T-Day!
Task 44, November 28 to December 5
“As God is my witness, I thought turkeys could fly” Arthur “Big Guy” Carlson - Station Manager, WKRP in Cincinnati
A personal Thanksgiving story from Paul.
I came of age in the ‘70s. I lived with my divorced mom and my granny in a two bedroom apartment in the affluent East side of Seattle, Washington. My mom was the building manager. My dad was mostly overseas, and we were basically penpals.
Thanksgiving day with mom and granny wasn’t exceptionally festive—morning was spent huddled in front of the television, watching the Macy Day Parade, followed by two or three hours of hemming and hawing about dinner, because there was not going to be any cooking done, which meant the choice was Swanson’s frozen dinners (a rubbery slice of turkey breast, slush-like mashed potatoes and green beans); or, as the years past, a Thanksgiving buffet at a local hotel restaurant.

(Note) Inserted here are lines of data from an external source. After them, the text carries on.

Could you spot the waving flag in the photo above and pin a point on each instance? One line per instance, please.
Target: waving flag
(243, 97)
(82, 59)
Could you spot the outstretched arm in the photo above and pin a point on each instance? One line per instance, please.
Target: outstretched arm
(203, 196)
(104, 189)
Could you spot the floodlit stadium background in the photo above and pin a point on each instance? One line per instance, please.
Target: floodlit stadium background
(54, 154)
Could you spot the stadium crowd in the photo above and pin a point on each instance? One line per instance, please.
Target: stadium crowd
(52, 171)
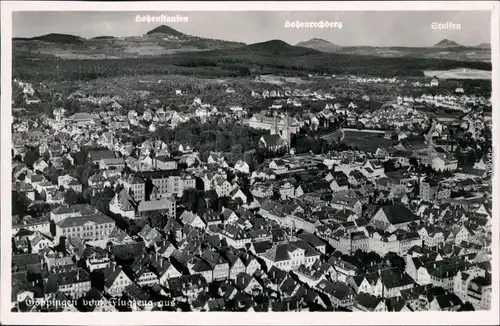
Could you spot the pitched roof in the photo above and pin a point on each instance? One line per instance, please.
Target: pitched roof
(398, 213)
(82, 220)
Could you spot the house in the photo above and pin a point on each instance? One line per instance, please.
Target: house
(123, 204)
(444, 163)
(445, 302)
(235, 236)
(189, 218)
(166, 206)
(95, 156)
(163, 162)
(242, 167)
(117, 163)
(392, 217)
(222, 186)
(236, 265)
(285, 256)
(272, 142)
(367, 302)
(339, 293)
(81, 119)
(40, 165)
(313, 241)
(238, 193)
(248, 284)
(219, 265)
(115, 280)
(198, 266)
(89, 227)
(135, 186)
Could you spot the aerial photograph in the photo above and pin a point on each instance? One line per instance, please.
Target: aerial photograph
(251, 161)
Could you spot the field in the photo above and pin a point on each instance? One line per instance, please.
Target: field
(459, 74)
(363, 140)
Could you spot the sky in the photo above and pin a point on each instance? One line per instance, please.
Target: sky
(359, 28)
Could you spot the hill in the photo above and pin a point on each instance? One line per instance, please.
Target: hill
(483, 46)
(58, 38)
(163, 29)
(103, 38)
(445, 43)
(162, 40)
(276, 47)
(319, 44)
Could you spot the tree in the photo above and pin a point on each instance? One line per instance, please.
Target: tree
(31, 156)
(20, 204)
(71, 197)
(394, 260)
(157, 220)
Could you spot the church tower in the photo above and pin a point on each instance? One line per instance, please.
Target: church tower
(274, 127)
(286, 135)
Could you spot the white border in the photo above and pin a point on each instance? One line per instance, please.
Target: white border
(227, 318)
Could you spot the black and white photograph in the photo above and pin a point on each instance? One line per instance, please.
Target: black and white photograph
(253, 160)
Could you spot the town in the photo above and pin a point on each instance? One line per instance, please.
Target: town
(163, 171)
(338, 208)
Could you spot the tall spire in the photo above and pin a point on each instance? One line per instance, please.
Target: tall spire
(286, 130)
(274, 128)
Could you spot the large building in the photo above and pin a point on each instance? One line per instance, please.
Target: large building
(89, 227)
(274, 124)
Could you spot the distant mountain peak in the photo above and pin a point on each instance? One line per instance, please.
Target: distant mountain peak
(484, 46)
(319, 44)
(58, 38)
(164, 29)
(278, 47)
(446, 43)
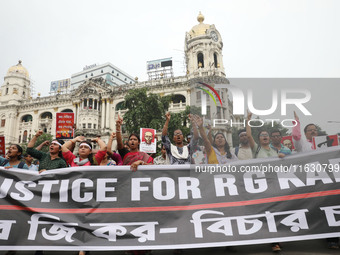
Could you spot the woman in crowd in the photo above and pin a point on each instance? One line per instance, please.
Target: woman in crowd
(134, 157)
(13, 158)
(263, 150)
(110, 154)
(51, 160)
(85, 152)
(219, 151)
(85, 158)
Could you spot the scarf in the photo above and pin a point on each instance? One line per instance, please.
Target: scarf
(80, 163)
(175, 153)
(134, 156)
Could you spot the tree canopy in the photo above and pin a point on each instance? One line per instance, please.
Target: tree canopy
(145, 110)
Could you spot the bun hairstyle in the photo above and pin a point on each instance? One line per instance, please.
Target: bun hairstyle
(90, 156)
(19, 150)
(133, 134)
(226, 146)
(88, 143)
(60, 154)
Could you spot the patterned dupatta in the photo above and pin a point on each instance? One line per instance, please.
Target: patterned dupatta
(134, 156)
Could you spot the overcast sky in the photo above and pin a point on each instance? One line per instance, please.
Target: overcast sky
(262, 38)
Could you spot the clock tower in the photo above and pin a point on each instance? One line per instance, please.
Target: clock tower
(203, 50)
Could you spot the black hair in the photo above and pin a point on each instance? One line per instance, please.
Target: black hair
(60, 154)
(261, 131)
(241, 131)
(19, 150)
(226, 146)
(90, 156)
(305, 129)
(134, 134)
(275, 131)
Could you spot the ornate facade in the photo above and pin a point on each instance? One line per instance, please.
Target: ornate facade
(96, 103)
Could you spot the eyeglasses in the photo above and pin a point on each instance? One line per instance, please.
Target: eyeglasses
(276, 136)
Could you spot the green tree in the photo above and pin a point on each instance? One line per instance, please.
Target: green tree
(268, 126)
(44, 137)
(144, 110)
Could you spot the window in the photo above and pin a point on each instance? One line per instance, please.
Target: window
(219, 113)
(200, 60)
(208, 113)
(24, 139)
(198, 95)
(215, 60)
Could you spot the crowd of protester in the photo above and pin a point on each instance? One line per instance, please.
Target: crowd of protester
(214, 149)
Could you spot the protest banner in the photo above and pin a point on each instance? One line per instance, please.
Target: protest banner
(172, 207)
(64, 125)
(148, 140)
(321, 142)
(2, 146)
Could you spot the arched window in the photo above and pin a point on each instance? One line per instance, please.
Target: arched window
(24, 138)
(67, 110)
(200, 60)
(178, 98)
(3, 121)
(120, 106)
(46, 115)
(90, 103)
(215, 60)
(27, 118)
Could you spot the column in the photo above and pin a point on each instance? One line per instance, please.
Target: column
(107, 116)
(103, 114)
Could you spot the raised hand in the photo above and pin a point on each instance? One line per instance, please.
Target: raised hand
(113, 135)
(249, 115)
(168, 116)
(39, 133)
(295, 116)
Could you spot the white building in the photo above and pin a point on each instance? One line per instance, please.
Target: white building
(110, 73)
(97, 99)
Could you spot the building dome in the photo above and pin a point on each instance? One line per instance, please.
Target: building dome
(18, 69)
(199, 29)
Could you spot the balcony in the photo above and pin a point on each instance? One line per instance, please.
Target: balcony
(25, 125)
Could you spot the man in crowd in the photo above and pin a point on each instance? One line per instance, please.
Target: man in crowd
(243, 151)
(276, 137)
(179, 153)
(29, 162)
(161, 159)
(303, 144)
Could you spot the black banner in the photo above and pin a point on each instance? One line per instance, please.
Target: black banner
(169, 207)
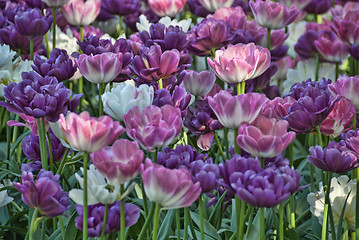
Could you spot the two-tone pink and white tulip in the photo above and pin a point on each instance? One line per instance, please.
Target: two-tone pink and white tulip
(167, 7)
(265, 137)
(240, 62)
(119, 163)
(89, 134)
(232, 111)
(171, 188)
(80, 12)
(100, 68)
(153, 127)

And I was fine with it. Did I ever go visit my dad? No. My granny wouldn’t allow it—she was adamant, as only a granny can be, that there was no reason for me to meet my new stepmom, Marian.
So that was my Thanksgiving. Until it wasn’t. Granny passed in 1976, two days before Christmas, and with the immovable object, well, moved, I made overtures to my dad about flying to see him on Thanksgiving, but—what about mom? I couldn’t leave her alone in the apartment, staring at a Swanson dinner…
The solution was obvious, was it not? And it was Marian who concocted the plan: the four of us would dine together. And that’s what we did. The arrangement never bothered me, and Marian and my mom grew to not just tolerate it, but enjoy it. For my dad, discretion being the better part of valor, he wisely kept his opinions about dining with his two wives to himself.
And for the last 30+ years it has not only sufficed, but it has become a treasured tradition.
My father died in 1993, and the tradition carried on with a new foursome: me, my mom, Marian, and my life partner, Louise—a family of multiple generations, born from unlikely circumstances, but a family nonetheless.
There, of course, is always an exception to the rule—in this case a year that I was out of town, working as a flight attendant, in Midland Texas of all places, alone in the restaurant of the Elegante Hotel, staring down at an all-you-can-eat seafood buffet, my only company was a Texas Sheriff inexplicably standing on guard in the lobby. My co-workers, the crew members, decided to go hungry rather than partake from seafood buffet in West Texas, and the pilot? He was also in his room, but not alone—he was cuddling with the other flight attendant, so I ate alone.